For London and Oslo, this is about hard security. The Lunna House deal links the two navies through an interchangeable fleet of at least thirteen British built Type 26 frigates and a shared focus on protecting undersea cables, pipelines, and other critical infrastructure in the North Atlantic and Barents Sea.
It also commits the UK to Norwegian-led programs on uncrewed mine hunting and undersea warfare systems, and to year-round training of Royal Marines in Norway.
On the ground, that pledge is already taking shape. Camp Viking, a British operations hub opened in 2023 in Øverbygd about sixty five kilometers south of Tromsø, now anchors the UK Commando Force in the High North.
Around 1,500 personnel, plus all-terrain vehicles and Commando Helicopter Force aircraft, are rotating through the base this winter to exercise along Norway’s fjords and mountains and prepare for Exercise Cold Response, the country’s largest military drill in 2026 with an expected 20,000 to 25,000 participants from more than ten nations.
As Lieutenant Colonel Chris Armstrong of 30 Commando put it, the UK Commando Force is “stepping up its readiness to fight alongside allies in the High North.”
Norwegian defense minister Tore O. Sandvik underlined that the Marines, long used to winter training in Inner Troms, will now practice in other seasons as well so they can “come to our aid quickly if a crisis or war situation should arise.”
So far, this sounds like classic defense news. But the backdrop is anything but routine. According to the 2024 NOAA Arctic Report Card, average surface air temperatures in the Arctic are now rising about three times faster than the global mean, part of a pattern known as Arctic amplification. That acceleration is driving dramatic loss of sea ice, shrinking glaciers, and more frequent extreme events.
Between late 2024 and 2025, the Arctic logged its hottest year in at least 125 years of records, with long-term declines in the oldest and thickest sea ice and growing rainfall where snow once dominated. Scientists warn that these changes are already reshaping ecosystems and sending ripples through weather systems far to the south.
More troops are now training on this thinner, more fragile ice. Research reviewed by the Arctic Institute finds that military exercises can compact soil, strip vegetation, and contaminate training areas, while aircraft and naval activity add powerful noise that can disturb wildlife above and below the waterline.
At the same time, analysts point out that the Norwegian Armed Forces have introduced stricter environmental rules, including designated exercise corridors, off-limit zones to shield sensitive habitats, and reimbursement schemes when damage occurs.
NATO itself has begun to treat environmental protection as part of its core work. The alliance’s environment and climate programs focus on cutting the footprint of armed forces, improving energy efficiency, and reducing harm from large exercises, even as members rely on those same activities to practice rapid reinforcement in places like northern Norway and Finland.

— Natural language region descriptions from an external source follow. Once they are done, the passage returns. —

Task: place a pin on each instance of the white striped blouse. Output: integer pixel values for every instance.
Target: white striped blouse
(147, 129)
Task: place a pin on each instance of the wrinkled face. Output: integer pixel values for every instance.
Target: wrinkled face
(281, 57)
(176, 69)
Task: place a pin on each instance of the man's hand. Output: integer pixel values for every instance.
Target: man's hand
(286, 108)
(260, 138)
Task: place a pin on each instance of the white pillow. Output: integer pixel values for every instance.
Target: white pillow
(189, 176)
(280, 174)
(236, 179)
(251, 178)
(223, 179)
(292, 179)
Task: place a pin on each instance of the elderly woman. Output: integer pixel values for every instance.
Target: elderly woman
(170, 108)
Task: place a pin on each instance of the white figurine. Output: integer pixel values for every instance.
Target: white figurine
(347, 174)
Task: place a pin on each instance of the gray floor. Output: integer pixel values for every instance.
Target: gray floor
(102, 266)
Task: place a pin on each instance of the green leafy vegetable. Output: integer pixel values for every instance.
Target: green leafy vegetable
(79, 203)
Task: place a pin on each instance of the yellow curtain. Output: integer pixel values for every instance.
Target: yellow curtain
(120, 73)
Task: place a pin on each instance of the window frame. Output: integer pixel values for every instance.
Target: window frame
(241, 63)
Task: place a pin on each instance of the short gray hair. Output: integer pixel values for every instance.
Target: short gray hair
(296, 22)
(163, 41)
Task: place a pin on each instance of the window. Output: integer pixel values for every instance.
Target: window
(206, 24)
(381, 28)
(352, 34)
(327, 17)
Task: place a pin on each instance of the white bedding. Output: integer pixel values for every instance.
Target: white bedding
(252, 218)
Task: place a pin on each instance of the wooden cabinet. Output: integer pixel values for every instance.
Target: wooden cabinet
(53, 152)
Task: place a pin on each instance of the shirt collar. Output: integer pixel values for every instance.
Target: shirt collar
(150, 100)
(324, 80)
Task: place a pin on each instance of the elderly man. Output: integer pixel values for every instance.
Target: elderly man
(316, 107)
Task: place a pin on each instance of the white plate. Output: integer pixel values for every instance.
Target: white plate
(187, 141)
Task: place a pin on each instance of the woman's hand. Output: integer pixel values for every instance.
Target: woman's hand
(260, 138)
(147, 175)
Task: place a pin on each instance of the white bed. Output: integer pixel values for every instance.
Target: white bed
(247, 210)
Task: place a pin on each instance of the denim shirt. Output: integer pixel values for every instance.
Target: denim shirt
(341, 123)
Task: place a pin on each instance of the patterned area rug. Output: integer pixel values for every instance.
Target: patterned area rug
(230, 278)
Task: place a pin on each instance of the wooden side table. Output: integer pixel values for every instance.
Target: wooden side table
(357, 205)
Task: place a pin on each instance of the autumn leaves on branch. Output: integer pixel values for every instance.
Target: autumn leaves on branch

In practical terms, that creates a tension that is hard to ignore. On one hand, more capable Arctic forces can better respond to oil spills, search and rescue calls, and accidents along busy sea lanes, all of which are becoming more likely as sea ice retreats and traffic increases.
On the other hand, every extra convoy, low-flying helicopter, and live fire drill adds noise, pollution, and stress to ecosystems where species are already scrambling to adapt to a rapidly changing climate.
For people far from Tromsø or Bardufoss, this can feel distant, like something happening on another planet of snow and ice. Yet the same warming that is opening the High North to more military traffic is also nudging up sea levels that threaten coastal homes, shifting storm tracks that batter power lines, and influencing the energy infrastructure that eventually shows up on the monthly electric bill.
In a way, the Royal Marines training on skis and snowshoes are operating on the front line of a climate story that touches everyone.
As year round British deployments settle in alongside Norway’s own forces, the real test will be whether security planners and environmental authorities can keep pace with the speed of Arctic change.
That means not only rehearsing for conflict but also investing in careful monitoring, strict environmental standards, and honest reporting of impacts, so the High North does not pay twice, once for climate disruption and again for the way we choose to defend it.
The official statement was published on GOV.UK.